There are 3 tables in SQL Server with large amount of data, each table contains about 100000
rows. There is one SQL to fetch rows from the three tables. Its performance is very bad.
WITH t1 AS
(
SELECT
LeadId, dbo.get_item_id(Log) AS ItemId, DateCreated AS PriceDate
FROM
(SELECT
t.ID, t.LeadID, t.Log, t.DateCreated, f.AskingPrice
FROM
t
JOIN
f ON f.PKID = t.LeadID
WHERE
t.Log LIKE '%xxx%') temp
)
SELECT COUNT(1)
FROM t1
JOIN s ON s.ItemID = t1.ItemId
When checking its estimated execution plan, I find it uses a nested loop join with large rows.

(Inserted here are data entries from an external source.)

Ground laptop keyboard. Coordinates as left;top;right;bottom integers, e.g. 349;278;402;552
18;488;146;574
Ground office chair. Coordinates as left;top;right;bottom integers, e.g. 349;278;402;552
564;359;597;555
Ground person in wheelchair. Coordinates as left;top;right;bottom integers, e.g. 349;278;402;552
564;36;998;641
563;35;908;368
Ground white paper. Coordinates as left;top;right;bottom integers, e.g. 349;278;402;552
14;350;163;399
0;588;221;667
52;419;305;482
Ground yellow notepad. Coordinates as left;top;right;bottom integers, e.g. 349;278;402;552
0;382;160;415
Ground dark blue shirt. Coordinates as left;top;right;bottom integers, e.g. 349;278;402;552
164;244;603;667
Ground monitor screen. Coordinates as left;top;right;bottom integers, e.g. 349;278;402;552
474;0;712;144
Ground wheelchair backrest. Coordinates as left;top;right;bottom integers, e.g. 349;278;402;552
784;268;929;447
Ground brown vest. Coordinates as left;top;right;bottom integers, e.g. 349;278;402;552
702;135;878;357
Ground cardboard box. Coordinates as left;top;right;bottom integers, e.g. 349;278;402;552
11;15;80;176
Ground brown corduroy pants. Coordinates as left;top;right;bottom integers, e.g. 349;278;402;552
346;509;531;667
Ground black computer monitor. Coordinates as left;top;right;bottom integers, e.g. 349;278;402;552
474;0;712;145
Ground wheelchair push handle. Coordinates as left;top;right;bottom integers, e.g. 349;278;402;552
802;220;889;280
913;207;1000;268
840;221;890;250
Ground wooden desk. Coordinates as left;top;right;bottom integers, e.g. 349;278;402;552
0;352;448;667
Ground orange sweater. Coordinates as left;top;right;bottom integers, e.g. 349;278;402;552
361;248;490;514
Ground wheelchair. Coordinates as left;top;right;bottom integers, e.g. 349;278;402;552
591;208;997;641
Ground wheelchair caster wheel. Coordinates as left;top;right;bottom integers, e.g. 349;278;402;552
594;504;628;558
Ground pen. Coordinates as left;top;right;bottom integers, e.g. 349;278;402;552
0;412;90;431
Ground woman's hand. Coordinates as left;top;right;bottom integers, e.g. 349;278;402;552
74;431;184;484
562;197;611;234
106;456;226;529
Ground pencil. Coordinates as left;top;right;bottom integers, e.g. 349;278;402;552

Loot at the screenshot below. The top part in the image return 124277 rows, and the bottom part is executed 124277 times! I guess this is why it is so slow.
We know that nested loop has big performance issue with large data. How to remove it, and use hash join or other join instead?
Edit: Below is the related function.
CREATE FUNCTION [dbo].[get_item_Id](@message VARCHAR(200))
RETURNS VARCHAR(200) AS
BEGIN
DECLARE @result VARCHAR(200),
@index int
--Sold in eBay (372827580038).
SELECT @index = PatIndex('%([0-9]%)%', @message)
IF(@index = 0)
SELECT @result='';
ELSE
SELECT @result= REPLACE(REPLACE(REPLACE(SUBSTRING(@message, PatIndex('%([0-9]%)%', @message),8000), '.', ''),'(',''),')','')
-- Return the result of the function
RETURN @result
END;